Laut einer vom Rat für Forschung und Technologieentwicklung in Auftrag gegebenen Studie waren im Wintersemester 2011 47,6 % (!) des wissenschaftlichen Personals der Universität für Bodenkultur (BOKU) durch Drittmittel finanziert. Es gibt Grund zur Annahme, dass der Anteil von Raiffeisen daran so wenig nicht sein wird. Der Konzern ist nämlich in den unterschiedlichsten Ebenen des Universitätsbetriebs sichtbar präsent. Es beginnt beim offiziellen Ausweis für Studierende: Dieser ist knallgelb und sieht wohl nicht zufällig genau so aus wie eine Raiffeisen-Kontokarte. Ein Wink mit dem Zaunpfahl also – der sich übrigens auch auf den Ausweisen der Universitäten Klagenfurt und Innsbruck wiederfindet. Aber damit nicht genug. In mehreren österreichischen Universitäten gibt es gar «Raiffeisen-Hörsäle» (z. B. an den Unis Linz und Leoben sowie dem «exzellenten» Institute of Science and Technology in Maria Gugging). Es ist anzunehmen, dass wissenschaftlich fundierte Kritik an den Machenschaften der Giebelkreuzler_innen dort nicht ganz so gern gesehen ist …

Science and Innovation? Hauptsache Business!

Die BOKU, alleine aufgrund ihrer Ausrichtung ganz besonders im Giebel-Fadenkreuz, kann überhaupt als Paradebeispiel unverfroren direkter Raiffeisen-Interventionen gelten: Da werden Bewerbungstrainings veranstaltet, die hauseigenen landwirtschaftlichen Versuchsinstitutionen kooperieren mit – richtig erraten!, und ein toller Wissenschaftspreis wird auch vergeben, der «Raiffeisen Science and Innovation Award». Und wer glaubt, dass, wenn Genossenschafter_innen auf Studierende zum Kennenlernen und Meinungsaustausch zusammenkommen, Alternativen zur nichtfunktionierenden kapitalistischen Marktwirtschaft auf der Tagesordnung stehen, ist auf dem Holzweg. Na gut, das mit den Genossenschaften habe ich – wohl zu Unrecht – aus der Zusammensetzung des Podiums beim Event «Science meets Business» geschlossen: Seitens des «Business» waren Raiffeisen Landesbank NÖ-Wien, Agrana und Raiffeisen Ware Austria vertreten. Bei einer derartigen Diversität ökonomischer «Player» fehlen selbst dem/der geübten Kritiker_in die Worte.
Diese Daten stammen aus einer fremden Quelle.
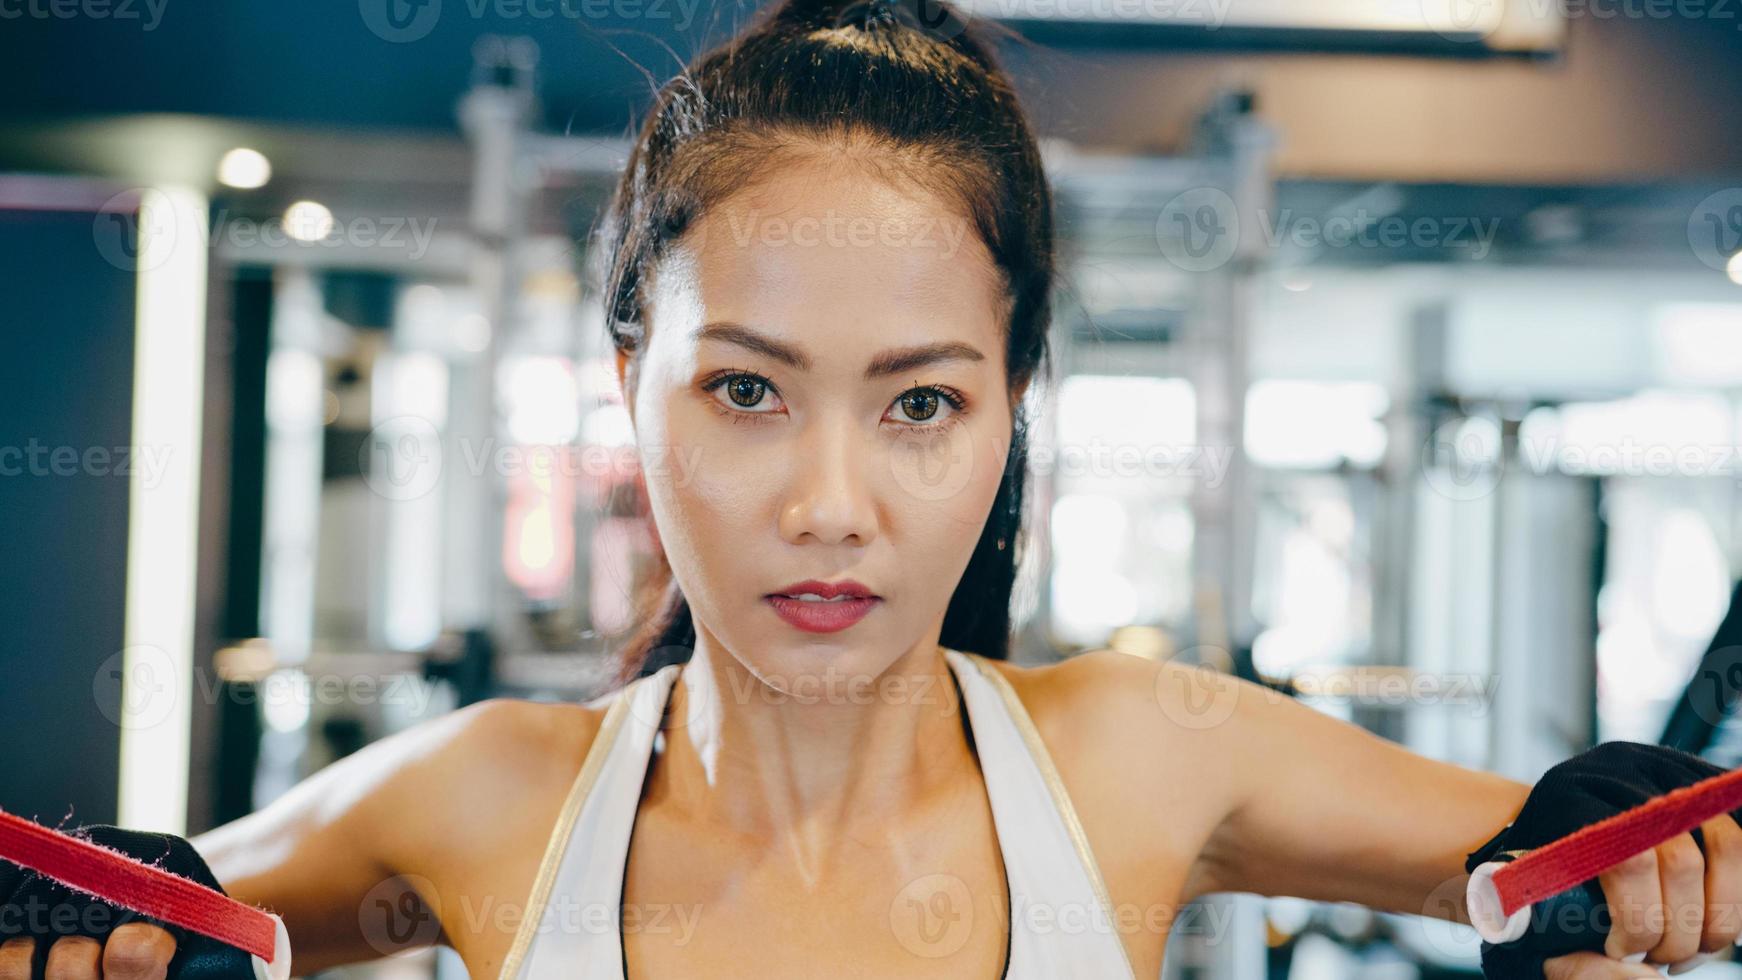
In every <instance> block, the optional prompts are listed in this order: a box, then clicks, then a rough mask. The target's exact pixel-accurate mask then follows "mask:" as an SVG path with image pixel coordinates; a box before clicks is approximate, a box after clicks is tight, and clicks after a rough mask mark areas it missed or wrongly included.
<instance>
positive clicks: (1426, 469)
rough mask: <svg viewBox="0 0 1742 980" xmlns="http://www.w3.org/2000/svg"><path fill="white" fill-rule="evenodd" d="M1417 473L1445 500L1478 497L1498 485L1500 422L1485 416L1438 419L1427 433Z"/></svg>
mask: <svg viewBox="0 0 1742 980" xmlns="http://www.w3.org/2000/svg"><path fill="white" fill-rule="evenodd" d="M1421 467H1423V470H1421V475H1423V479H1427V486H1430V487H1432V489H1434V491H1435V493H1439V494H1441V496H1444V498H1448V500H1456V501H1470V500H1481V498H1484V496H1488V494H1491V493H1495V487H1498V486H1500V477H1502V473H1503V472H1505V454H1503V451H1502V439H1500V426H1498V425H1496V423H1495V421H1493V420H1488V418H1460V420H1449V421H1444V423H1441V425H1439V426H1435V428H1434V432H1432V435H1428V440H1427V449H1425V451H1423V454H1421Z"/></svg>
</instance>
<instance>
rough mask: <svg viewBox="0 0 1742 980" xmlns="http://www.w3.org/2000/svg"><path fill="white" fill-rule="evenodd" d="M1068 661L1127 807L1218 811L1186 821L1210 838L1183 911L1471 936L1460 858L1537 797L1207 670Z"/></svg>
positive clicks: (1090, 727) (1510, 781) (1196, 862)
mask: <svg viewBox="0 0 1742 980" xmlns="http://www.w3.org/2000/svg"><path fill="white" fill-rule="evenodd" d="M1073 660H1084V661H1085V663H1082V665H1078V667H1077V670H1075V674H1077V675H1078V681H1075V682H1073V684H1071V686H1073V688H1077V693H1075V695H1073V696H1071V701H1075V703H1077V705H1080V707H1078V710H1077V712H1073V714H1077V717H1078V719H1087V721H1085V724H1087V726H1089V729H1090V738H1092V740H1094V742H1096V743H1099V745H1104V747H1117V748H1115V750H1113V752H1111V755H1115V757H1118V759H1120V762H1118V766H1120V768H1122V769H1124V773H1120V780H1122V795H1124V799H1125V806H1127V809H1131V808H1136V809H1138V811H1139V813H1141V811H1148V813H1157V815H1160V813H1176V811H1178V809H1179V806H1181V801H1179V794H1181V785H1188V787H1190V792H1192V795H1195V797H1197V799H1195V802H1193V806H1207V808H1209V813H1207V816H1202V818H1198V820H1193V822H1192V827H1209V830H1207V832H1205V836H1204V839H1202V842H1200V846H1198V851H1197V858H1195V862H1193V865H1192V870H1190V874H1188V879H1186V884H1185V893H1183V896H1181V900H1183V902H1188V900H1192V898H1197V896H1200V895H1207V893H1212V891H1252V893H1259V895H1294V896H1301V898H1315V900H1324V902H1355V903H1361V905H1367V907H1371V909H1383V910H1392V912H1408V914H1420V916H1432V917H1439V919H1451V921H1458V923H1465V924H1467V923H1469V914H1467V910H1465V907H1463V886H1465V881H1467V879H1469V874H1467V872H1465V870H1463V862H1465V855H1469V853H1470V851H1474V849H1475V848H1479V846H1481V844H1484V842H1486V841H1488V839H1489V837H1493V836H1495V832H1498V830H1500V829H1502V827H1505V825H1507V823H1509V822H1510V820H1512V818H1514V815H1517V811H1519V809H1521V808H1523V804H1524V797H1526V795H1529V789H1531V787H1529V785H1526V783H1519V782H1514V780H1509V778H1503V776H1496V775H1493V773H1484V771H1477V769H1469V768H1463V766H1455V764H1449V762H1441V761H1435V759H1428V757H1425V755H1418V754H1415V752H1409V750H1408V748H1404V747H1401V745H1397V743H1394V742H1388V740H1385V738H1380V736H1376V735H1373V733H1369V731H1366V729H1362V728H1359V726H1354V724H1348V722H1343V721H1338V719H1334V717H1331V715H1326V714H1324V712H1319V710H1315V708H1312V707H1308V705H1303V703H1300V701H1296V700H1293V698H1289V696H1286V695H1280V693H1277V691H1270V689H1268V688H1263V686H1259V684H1252V682H1249V681H1240V679H1237V677H1232V675H1226V674H1219V672H1214V670H1209V668H1200V667H1188V665H1179V663H1153V661H1148V660H1141V658H1134V656H1125V654H1118V653H1101V651H1097V653H1092V654H1084V656H1080V658H1073ZM1066 663H1071V661H1066ZM1103 752H1106V750H1104V748H1103ZM1176 844H1178V842H1176Z"/></svg>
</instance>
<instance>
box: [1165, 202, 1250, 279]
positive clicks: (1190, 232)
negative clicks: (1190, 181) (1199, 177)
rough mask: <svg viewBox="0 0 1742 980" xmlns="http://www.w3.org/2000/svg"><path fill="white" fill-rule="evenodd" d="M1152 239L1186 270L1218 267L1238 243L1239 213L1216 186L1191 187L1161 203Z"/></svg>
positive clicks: (1173, 261)
mask: <svg viewBox="0 0 1742 980" xmlns="http://www.w3.org/2000/svg"><path fill="white" fill-rule="evenodd" d="M1155 242H1157V245H1160V249H1162V254H1164V256H1165V258H1167V261H1171V263H1174V265H1176V266H1179V268H1183V270H1186V272H1209V270H1212V268H1221V266H1223V265H1225V263H1226V261H1228V259H1232V258H1233V251H1235V249H1237V247H1239V245H1240V214H1239V209H1235V205H1233V198H1232V197H1228V193H1226V191H1223V190H1219V188H1192V190H1188V191H1181V193H1178V195H1174V198H1172V200H1169V202H1167V204H1165V205H1162V212H1160V216H1157V219H1155Z"/></svg>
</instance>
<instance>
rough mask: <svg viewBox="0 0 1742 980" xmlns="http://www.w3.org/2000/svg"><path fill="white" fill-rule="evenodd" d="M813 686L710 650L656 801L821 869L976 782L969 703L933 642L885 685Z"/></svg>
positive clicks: (715, 651)
mask: <svg viewBox="0 0 1742 980" xmlns="http://www.w3.org/2000/svg"><path fill="white" fill-rule="evenodd" d="M812 681H815V682H814V684H810V686H807V688H801V689H791V693H782V691H777V689H773V688H770V686H768V684H765V682H763V681H761V679H758V677H756V675H754V674H751V672H749V670H747V668H746V667H744V665H742V663H740V661H739V660H737V658H733V656H732V654H730V653H725V651H721V649H718V648H716V646H712V644H709V642H707V641H706V639H704V641H702V642H699V644H697V649H695V656H693V658H692V660H690V661H688V663H686V665H685V667H683V670H681V674H679V679H678V682H676V684H674V686H672V695H671V703H669V710H667V717H665V722H664V726H662V733H664V740H662V742H664V747H662V750H660V752H658V755H657V757H655V764H653V773H652V775H650V787H648V789H650V795H655V797H657V799H658V804H660V806H662V808H664V806H671V808H672V809H671V811H669V813H672V815H678V816H679V818H683V820H693V822H699V823H706V825H709V827H716V829H719V830H723V832H728V834H732V836H737V837H740V839H760V841H768V846H770V848H775V849H780V851H782V853H786V855H787V856H798V858H800V862H801V863H805V865H808V867H819V869H820V867H826V865H827V863H829V862H827V855H829V851H833V846H834V842H838V841H841V839H843V837H848V836H861V834H864V832H881V830H885V829H888V827H892V822H897V820H901V818H904V816H906V818H911V816H916V815H918V813H920V811H925V809H928V806H930V804H932V802H935V801H939V799H946V797H949V795H951V794H958V792H962V789H963V785H974V783H972V782H967V783H965V782H963V780H962V775H963V773H965V771H972V769H974V766H976V762H974V757H972V754H970V750H969V745H967V738H965V735H963V712H965V710H967V708H965V705H963V703H962V700H960V696H958V693H956V686H955V681H953V677H951V674H949V665H948V663H946V660H944V653H942V649H941V648H939V646H937V642H935V641H927V642H922V644H918V646H915V648H913V649H909V651H908V653H904V654H902V656H901V658H897V660H895V661H894V663H892V665H890V667H888V670H885V672H883V674H881V675H878V677H855V679H850V681H852V682H850V684H848V682H847V681H848V679H845V677H840V675H831V674H827V672H819V674H817V675H815V677H814V679H812ZM861 839H862V837H861ZM794 848H796V849H798V853H796V855H794V853H793V849H794Z"/></svg>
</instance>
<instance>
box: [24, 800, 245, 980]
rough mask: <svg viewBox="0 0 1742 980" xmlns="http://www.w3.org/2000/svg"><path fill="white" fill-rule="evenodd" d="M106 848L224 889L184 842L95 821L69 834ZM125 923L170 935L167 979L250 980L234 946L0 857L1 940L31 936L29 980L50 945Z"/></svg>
mask: <svg viewBox="0 0 1742 980" xmlns="http://www.w3.org/2000/svg"><path fill="white" fill-rule="evenodd" d="M70 834H71V836H73V837H84V839H87V841H91V842H94V844H101V846H105V848H110V849H113V851H120V853H124V855H129V856H134V858H139V860H141V862H145V863H148V865H155V867H160V869H164V870H167V872H174V874H178V876H181V877H186V879H192V881H197V883H200V884H204V886H206V888H211V889H214V891H223V888H221V886H219V884H218V877H214V876H213V872H211V869H209V867H206V858H202V856H200V855H199V851H195V849H193V844H190V842H188V841H186V839H183V837H176V836H172V834H152V832H146V830H122V829H120V827H111V825H108V823H94V825H89V827H80V829H77V830H71V832H70ZM124 923H150V924H153V926H159V928H162V930H164V931H167V933H169V935H172V936H176V954H174V959H171V961H169V975H167V980H254V966H253V957H251V956H249V954H247V952H246V950H240V949H237V947H233V945H228V943H221V942H218V940H214V938H207V936H202V935H199V933H192V931H188V930H183V928H181V926H172V924H169V923H164V921H162V919H153V917H152V916H145V914H141V912H134V910H131V909H122V907H120V905H111V903H108V902H103V900H101V898H96V896H94V895H89V893H85V891H77V889H71V888H66V886H64V884H61V883H57V881H54V879H51V877H44V876H40V874H37V872H33V870H28V869H21V867H17V865H14V863H10V862H7V860H0V942H5V940H9V938H14V936H19V935H28V936H35V938H37V950H35V959H33V964H31V978H40V977H42V975H44V970H45V966H47V961H49V947H51V945H54V942H56V940H59V938H61V936H92V938H98V940H106V936H108V935H110V933H111V931H113V930H115V928H117V926H120V924H124Z"/></svg>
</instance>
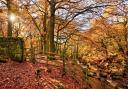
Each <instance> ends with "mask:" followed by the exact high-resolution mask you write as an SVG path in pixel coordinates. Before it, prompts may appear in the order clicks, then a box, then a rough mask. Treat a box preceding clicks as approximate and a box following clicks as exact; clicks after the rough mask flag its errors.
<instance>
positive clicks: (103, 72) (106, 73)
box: [100, 72, 108, 78]
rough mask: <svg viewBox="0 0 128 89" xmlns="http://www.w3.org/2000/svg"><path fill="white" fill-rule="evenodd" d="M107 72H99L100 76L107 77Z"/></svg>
mask: <svg viewBox="0 0 128 89" xmlns="http://www.w3.org/2000/svg"><path fill="white" fill-rule="evenodd" d="M107 75H108V74H107V73H105V72H100V77H104V78H107Z"/></svg>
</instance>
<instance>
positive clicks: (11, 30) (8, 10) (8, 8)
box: [7, 0, 12, 36]
mask: <svg viewBox="0 0 128 89" xmlns="http://www.w3.org/2000/svg"><path fill="white" fill-rule="evenodd" d="M7 8H8V31H7V35H8V36H12V22H11V21H10V20H9V17H10V15H11V0H7Z"/></svg>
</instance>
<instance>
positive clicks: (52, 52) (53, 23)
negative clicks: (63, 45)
mask: <svg viewBox="0 0 128 89" xmlns="http://www.w3.org/2000/svg"><path fill="white" fill-rule="evenodd" d="M54 27H55V0H51V1H50V19H49V29H48V34H49V52H50V53H54V52H55V44H54Z"/></svg>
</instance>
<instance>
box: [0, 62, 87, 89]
mask: <svg viewBox="0 0 128 89" xmlns="http://www.w3.org/2000/svg"><path fill="white" fill-rule="evenodd" d="M69 66H70V68H68V69H67V70H66V71H69V70H70V72H67V73H66V75H64V76H62V68H61V66H59V65H58V66H56V65H54V63H49V66H48V67H47V65H46V64H44V63H35V64H33V63H30V62H23V63H18V62H15V61H11V60H8V61H7V62H6V63H0V89H85V88H86V86H85V85H86V84H85V82H84V81H83V80H82V78H81V75H80V76H79V74H81V73H80V70H79V68H78V66H77V67H72V66H71V65H69ZM73 68H76V69H73ZM77 74H78V75H77Z"/></svg>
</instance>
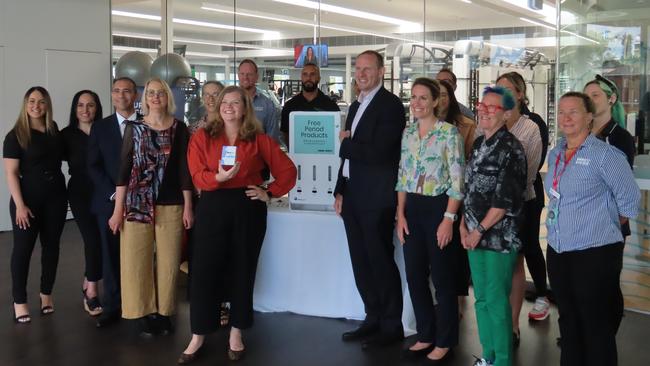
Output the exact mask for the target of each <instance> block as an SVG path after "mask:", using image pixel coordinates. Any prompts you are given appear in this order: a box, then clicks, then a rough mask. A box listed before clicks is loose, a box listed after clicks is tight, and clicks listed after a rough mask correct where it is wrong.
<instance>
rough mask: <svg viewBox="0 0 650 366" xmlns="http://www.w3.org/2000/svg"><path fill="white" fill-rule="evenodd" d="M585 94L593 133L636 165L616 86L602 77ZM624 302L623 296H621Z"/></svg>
mask: <svg viewBox="0 0 650 366" xmlns="http://www.w3.org/2000/svg"><path fill="white" fill-rule="evenodd" d="M584 93H585V94H587V95H588V96H589V99H591V101H592V102H593V103H594V108H595V113H594V115H593V121H592V126H591V133H592V134H593V135H594V136H596V137H597V138H598V139H599V140H602V141H605V142H606V143H608V144H609V145H612V146H614V147H615V148H617V149H619V150H621V151H622V152H623V153H624V154H625V157H626V159H627V162H628V163H629V164H630V167H632V165H634V153H635V149H634V137H632V135H631V134H630V133H629V132H628V131H627V130H626V129H625V110H624V109H623V104H621V102H620V100H619V92H618V88H617V87H616V84H614V82H612V81H611V80H609V79H606V78H604V77H602V76H600V75H596V78H595V79H594V80H592V81H590V82H588V83H587V84H586V85H585V89H584ZM621 232H622V233H623V241H625V238H626V237H627V236H629V235H630V234H631V231H630V223H629V222H627V221H625V222H623V223H622V224H621ZM621 301H622V295H621Z"/></svg>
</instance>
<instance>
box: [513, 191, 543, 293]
mask: <svg viewBox="0 0 650 366" xmlns="http://www.w3.org/2000/svg"><path fill="white" fill-rule="evenodd" d="M542 209H543V207H542V206H540V205H539V203H538V202H537V201H536V200H535V199H532V200H529V201H526V202H524V210H523V216H524V220H523V222H522V225H521V235H520V237H521V242H522V248H521V253H523V255H524V257H525V258H526V265H527V266H528V271H529V272H530V276H531V277H532V278H533V283H534V284H535V289H536V291H537V296H538V297H542V296H546V293H547V291H548V287H547V285H546V260H545V259H544V253H542V247H541V245H540V243H539V220H540V216H541V214H542Z"/></svg>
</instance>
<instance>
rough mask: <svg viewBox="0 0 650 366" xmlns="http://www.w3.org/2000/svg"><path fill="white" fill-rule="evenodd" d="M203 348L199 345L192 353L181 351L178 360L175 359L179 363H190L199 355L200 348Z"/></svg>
mask: <svg viewBox="0 0 650 366" xmlns="http://www.w3.org/2000/svg"><path fill="white" fill-rule="evenodd" d="M202 348H203V345H201V347H199V349H197V350H196V351H194V353H185V352H183V353H181V355H180V356H179V357H178V361H176V362H177V363H178V364H179V365H187V364H188V363H192V362H194V361H196V358H197V357H199V353H200V352H201V349H202Z"/></svg>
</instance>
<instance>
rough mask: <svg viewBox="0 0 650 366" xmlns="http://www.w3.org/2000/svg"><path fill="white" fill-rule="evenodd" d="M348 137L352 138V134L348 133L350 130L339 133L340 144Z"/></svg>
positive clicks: (346, 130)
mask: <svg viewBox="0 0 650 366" xmlns="http://www.w3.org/2000/svg"><path fill="white" fill-rule="evenodd" d="M350 136H352V134H351V133H350V130H345V131H341V132H339V142H342V141H343V139H346V138H348V137H350Z"/></svg>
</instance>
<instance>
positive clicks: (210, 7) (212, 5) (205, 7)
mask: <svg viewBox="0 0 650 366" xmlns="http://www.w3.org/2000/svg"><path fill="white" fill-rule="evenodd" d="M201 9H203V10H208V11H214V12H218V13H225V14H234V15H237V16H243V17H251V18H258V19H265V20H271V21H276V22H283V23H290V24H296V25H303V26H306V27H309V28H313V27H314V26H315V25H316V24H314V22H311V23H310V22H307V21H303V20H298V19H295V18H288V17H283V16H278V15H274V16H266V15H261V14H256V13H252V12H250V11H247V10H244V11H242V10H237V11H233V10H230V9H227V8H224V7H221V6H219V5H215V4H210V3H203V6H202V7H201ZM318 26H319V27H320V28H322V29H330V30H335V31H340V32H347V33H354V34H363V35H368V36H374V37H382V38H388V39H395V40H398V41H405V42H420V41H415V40H413V39H410V38H405V37H399V36H395V35H392V34H385V33H376V32H368V31H364V30H361V29H356V28H347V27H341V26H334V25H329V24H323V23H320V24H318ZM427 44H429V45H431V46H436V47H444V48H451V46H448V45H444V44H440V43H433V42H429V41H427Z"/></svg>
Warum dies alles aber ausgerechnet unter dem Deckmantel der öffentlichen Institution namens Universität abgehalten werden muss, ist einfach zu erklären: Weil ohne sogenannte «Drittmittel» der universitäre Forschungsbetrieb auf der Stelle zum Erliegen kommen würde. Wen wundert es da noch, wenn zahlungskräftige Unternehmen schon in den Startlöchern scharren? Wäre Raiffeisen als größtes österreichisches Agrar-Unternehmen nicht blöd, sich so eine Chance entgehen zu lassen?

Stimme der Universitäten & offene Tür

Auch andere Hochschulen werden von Raiffeisen tatkräftig «unterstützt». An der Veterinärmedizinischen Universität wird heuer der Tag der offenen Tür finanziert, und auch der Rektor der Universität Wien, Heinz W. Engl, freut sich ganz ungeniert über die Abhängigkeit öffentlicher Bildungseinrichtungen von privaten Geldgeber_innen. Im Zentralorgan Raiffeisenzeitung lässt er verlautbaren: «Wir freuen uns, dass wir im Jubiläumsjahr hochkarätige Wirtschaftsunternehmen, unter ihnen die Raiffeisen-Holding NÖ-Wien mit Erwin Hameseder an der Spitze, für unser High Level Advisory Board gewinnen konnten.» Zu schlechter Letzt soll auch noch die Österreichische Universitätenkonferenz erwähnt werden. Der Verein «dient der internen Koordination der 21 staatlichen österreichischen Universitäten, vertritt diese in nationalen wie internationalen Gremien und ist die Stimme der Universitäten in der Öffentlichkeit». Wer ist laut Homepage der einzige Förderer dieser Institution? Raiffeisen. Und wer sitzt im Förderverein? Unter anderem Walter Rothensteiner, Generaldirektor der RZB. Und wie heißt es so schön im Staatsgrundgesetz von 1867? «Die Wissenschaft und ihre Lehre ist frei.»